The buyers are committing $36 billion of their own equity (briefly and inexpertly, "equity" is the value of your assets after you deduct anything you owe), including the value of the PIF's existing investments in EA. They're making up the rest of the total thanks to a $20 billion loan from JPMorgan Chase Bank. How will they manage that massive debt? According to the Financial Times, who cite unnamed insiders, they're gambling on the deployment of generative AI tools as a gigantic cost-saving measure.
"The investors are betting that AI-based cost cuts will significantly boost EA's profits in the coming years, people involved in the transaction told the Financial Times," the paper wrote (paywall) in their own coverage of the story. The FT elsewhere commented that the acquisition "is a huge bet that artificial intelligence can significantly cut EA's operating costs, allowing the equity consortium to manage a large debt load on a company that historically carried limited net debt."

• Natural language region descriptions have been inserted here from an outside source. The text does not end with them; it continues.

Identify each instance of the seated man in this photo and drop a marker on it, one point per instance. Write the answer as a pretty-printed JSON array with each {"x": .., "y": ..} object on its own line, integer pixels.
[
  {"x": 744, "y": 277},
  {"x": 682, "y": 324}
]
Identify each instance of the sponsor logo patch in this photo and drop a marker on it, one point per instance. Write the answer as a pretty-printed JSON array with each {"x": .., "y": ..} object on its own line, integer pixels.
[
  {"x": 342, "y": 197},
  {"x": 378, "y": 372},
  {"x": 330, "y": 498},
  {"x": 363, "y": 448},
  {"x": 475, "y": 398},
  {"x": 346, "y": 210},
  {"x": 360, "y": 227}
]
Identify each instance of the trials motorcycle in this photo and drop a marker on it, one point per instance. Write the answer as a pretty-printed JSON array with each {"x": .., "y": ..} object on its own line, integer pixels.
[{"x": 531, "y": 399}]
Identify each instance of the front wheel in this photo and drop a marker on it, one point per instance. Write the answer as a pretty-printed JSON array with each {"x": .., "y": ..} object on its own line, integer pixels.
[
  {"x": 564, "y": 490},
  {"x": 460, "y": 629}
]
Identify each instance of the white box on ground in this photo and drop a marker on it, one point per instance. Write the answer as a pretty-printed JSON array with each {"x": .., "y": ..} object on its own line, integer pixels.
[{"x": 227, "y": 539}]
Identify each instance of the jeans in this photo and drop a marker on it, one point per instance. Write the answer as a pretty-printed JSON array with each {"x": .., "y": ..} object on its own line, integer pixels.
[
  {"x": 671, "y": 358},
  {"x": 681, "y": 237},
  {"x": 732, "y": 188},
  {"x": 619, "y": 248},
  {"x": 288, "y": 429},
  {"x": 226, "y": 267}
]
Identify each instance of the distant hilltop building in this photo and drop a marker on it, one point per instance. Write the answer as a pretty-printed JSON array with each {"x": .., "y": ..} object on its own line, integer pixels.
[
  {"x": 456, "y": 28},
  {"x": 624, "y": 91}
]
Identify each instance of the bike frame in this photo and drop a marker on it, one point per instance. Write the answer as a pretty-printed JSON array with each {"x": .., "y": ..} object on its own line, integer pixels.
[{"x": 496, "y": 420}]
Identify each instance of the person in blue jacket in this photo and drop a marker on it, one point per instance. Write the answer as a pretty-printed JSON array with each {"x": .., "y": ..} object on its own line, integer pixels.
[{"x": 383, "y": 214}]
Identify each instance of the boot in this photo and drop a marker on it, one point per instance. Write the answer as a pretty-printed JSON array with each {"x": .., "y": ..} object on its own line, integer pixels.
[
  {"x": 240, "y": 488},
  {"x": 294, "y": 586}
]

This has got to be some form of vulture capitalism. They will sell off all the IP and physical property, either directly or by spinning off divisions into new companies to sell off. Then sell off any other pieces of the company that they can, and finally they'll take all that income as bonuses for the new owners and leave the remains of EA with nothing but debt and no option other than to file for bankruptcy. Same thing that was done to companies like Toys-R-Us but on a larger scale.
That was exactly my thought. Extract cash for the owners through massive cuts, gut the company and discard the husk. Classic leveraged buy out scheme.